For the Brown Brothers project, a lot of images came back that didn’t meet our specifications, which can happen when dealing with vendors. While our in-house digitization team does great work, and often exceeds the specifications we give to vendors, when such a large amount of work is done in a short amount of time, mistakes can happen.

If the issues are small, such as a cropped file is missing, or the color is a bit off, it can be fixed in house. However, if the issues are larger, such as missing uncropped files, significantly under- or over-exposed images, or parts of a page being cut off, the vendor needs to redo the digitization. 

Into The Repository

Brown Brothers Collection thumbnails on Digital Collections

Brown Brothers collection thumbnails on NYPL Digital Collections

After being quality checked, the files are ready to be added to our repository and uploaded to our Digital Collections. This is a whole new process in the life of a digital file.

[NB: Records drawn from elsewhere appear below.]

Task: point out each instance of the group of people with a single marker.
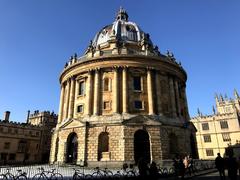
(230, 163)
(183, 166)
(146, 169)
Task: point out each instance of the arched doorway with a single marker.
(56, 150)
(193, 147)
(141, 146)
(173, 146)
(103, 144)
(72, 146)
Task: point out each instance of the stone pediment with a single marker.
(71, 123)
(142, 120)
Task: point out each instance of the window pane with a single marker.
(106, 105)
(137, 83)
(209, 152)
(81, 88)
(138, 104)
(207, 138)
(224, 124)
(106, 84)
(80, 108)
(226, 137)
(205, 126)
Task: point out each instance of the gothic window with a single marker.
(205, 126)
(106, 84)
(81, 88)
(165, 107)
(12, 157)
(207, 138)
(138, 104)
(22, 146)
(103, 144)
(163, 87)
(224, 124)
(6, 145)
(173, 144)
(209, 152)
(80, 108)
(137, 86)
(106, 105)
(226, 137)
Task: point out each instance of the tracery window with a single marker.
(205, 126)
(22, 146)
(138, 104)
(209, 152)
(207, 138)
(107, 84)
(137, 85)
(226, 137)
(80, 108)
(224, 124)
(81, 88)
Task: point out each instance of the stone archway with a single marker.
(173, 145)
(193, 147)
(72, 147)
(141, 146)
(56, 150)
(103, 146)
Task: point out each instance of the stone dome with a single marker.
(123, 32)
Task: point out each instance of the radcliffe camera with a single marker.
(122, 105)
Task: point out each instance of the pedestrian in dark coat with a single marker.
(232, 167)
(220, 163)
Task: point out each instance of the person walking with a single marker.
(238, 163)
(219, 162)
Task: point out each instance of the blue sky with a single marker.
(37, 38)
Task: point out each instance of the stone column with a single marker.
(125, 90)
(177, 98)
(186, 103)
(68, 97)
(115, 91)
(60, 112)
(158, 92)
(150, 92)
(89, 93)
(71, 98)
(96, 92)
(172, 97)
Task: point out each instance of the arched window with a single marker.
(163, 87)
(106, 84)
(141, 146)
(72, 147)
(103, 144)
(173, 145)
(56, 149)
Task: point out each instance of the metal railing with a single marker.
(80, 172)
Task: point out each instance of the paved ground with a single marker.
(210, 176)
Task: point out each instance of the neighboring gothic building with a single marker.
(122, 101)
(26, 142)
(220, 130)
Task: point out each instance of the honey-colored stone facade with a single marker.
(220, 130)
(26, 142)
(120, 94)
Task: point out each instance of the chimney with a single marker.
(28, 117)
(6, 115)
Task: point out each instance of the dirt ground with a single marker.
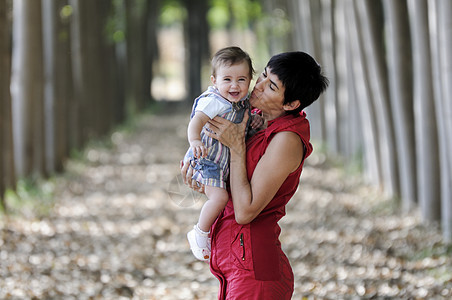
(117, 231)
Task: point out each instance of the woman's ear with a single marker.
(291, 105)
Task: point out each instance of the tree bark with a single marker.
(364, 98)
(7, 175)
(427, 149)
(372, 21)
(441, 39)
(27, 88)
(195, 24)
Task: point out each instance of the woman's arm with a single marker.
(283, 156)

For a file to be added to our repository, it’s important to make sure its metadata is in place, which means working with the Metadata Services Unit. The MSU collaborates with NYPL archivists, Digital Curatorial Assistants, and collection specialists to import, remediate, and create metadata for our digital objects.

Metadata is essential for any digital object; it includes detials like description, title, volume number, creator, and rights information. Without metadata, it would be almost impossible to find the objects online. 

The Brown Brothers collection already had a finding aid on the NYPL archives portal, which made metadata creation a little bit easier. However, some metadata—like exactly how many images or pages a volume has—can’t be added until digitization is complete. By creating as much metadata as possible beforehand, and then working with the Mass Digitization Coordinator to create on the spot metadata when needed, the MSU makes adding the files to the repository as seamless as possible.

Once the metadata is in place, the files have been confirmed as meeting our specifications, and all file counts have been double checked, the files can be added to our repository. Through a process of assigning IDs to all the images and using a custom built in-house tool, the Mass Digitization Coordinator transfers the files from the server into our repository. 

When this transfer is done, the MSU is informed. As soon as the final approval is added for the metadata, the items show up on Digital Collections and can be viewed by the public. Take a look at the Brown Brothers collection!